Until ATI's R700 arrives, which features a pair of RV770 GPUs on a single PCB, ala the Radeon HD 3870 X2, the Radeon HD 4870 is AMD's flagship Radeon HD 4800 series card. Technically, the GPU powering the 4870 is identical to the 4850. However, its implementation on the 4870 is totally different. For one, clock speeds are higher. On the 4870, the GPU is clocked at 750MHz and it is linked to cutting edge GDDR5 DRAMs clocked at 900MHz (1.8GHz x 2 = 3.6Gbps). In this configuration, the 4870's memory offers about 115.2GB/s of peak memory bandwidth. The card is cooled by a dual-slot fansink similar to the one found on the 2900 XT, but this version is much quieter for the most part. The Sapphire Radeon HD 4870's accessory bundle was identical to the 4850's, but pricing on this more powerful card is expected to be $299.
For a comparison of how these new Radeon HD 4800 series cards stack up again the Radeon HD 3870, we present to you this simple table. As you can see, the Radeon HD 4870 and 4850 share much in common with the Radeon HD 3870 but the number of stream processors and texture units have been beefed-up significantly. Although the RV770 is comprised of roughly 45% more transistors, AMD was able to increase the SP and TU counts more than two fold, while also implementing support for more advanced memory technologies and enhancing the capabilities of the AVIVO video processing engine.
Of course, NVIDIA caught wind of the impending Radeon HD 4800 series launch and was prepping a product to rain on AMD's parade. Out of the blue, a couple of graphics cards arrived here in the lab based on a "new" GPU from NVIDIA. What you see pictured above is the upcoming GeForce 9800 GTX+.
What does the "+" designate you ask? Well, this card is based on a 55nm version of the G92 - down from 65nm on previous products. The GeForce 9800 GTX+ will arrive with an MSRP of $229, which is much lower than what current GeForce 9800 GTX cards are selling for, so expect the GTX+ to push the current GTX down into the sub-$200 price bracket in the coming weeks (think mid-July) to compete directly with the Radeon HD 4850.

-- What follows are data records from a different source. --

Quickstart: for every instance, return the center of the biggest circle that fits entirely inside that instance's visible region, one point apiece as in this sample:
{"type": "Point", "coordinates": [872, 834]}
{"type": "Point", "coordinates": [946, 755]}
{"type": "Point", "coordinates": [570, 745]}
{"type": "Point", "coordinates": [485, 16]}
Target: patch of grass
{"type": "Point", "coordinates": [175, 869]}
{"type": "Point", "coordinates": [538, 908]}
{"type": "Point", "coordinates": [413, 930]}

The GeForce 9800 GTX+ offers a GPU clock speed of 738MHz, a shader clock of 1836MHz, and 512MB of GDDR3 Memory clocked at 1.1GHz (2.2GHz DDR). Like the current 9800 GTX, the new card will support 2- and 3-Way SLI configurations. Because this card is due to hit very soon, we've included benchmark scored in single and dual-card configurations throughout the performance segment of this article.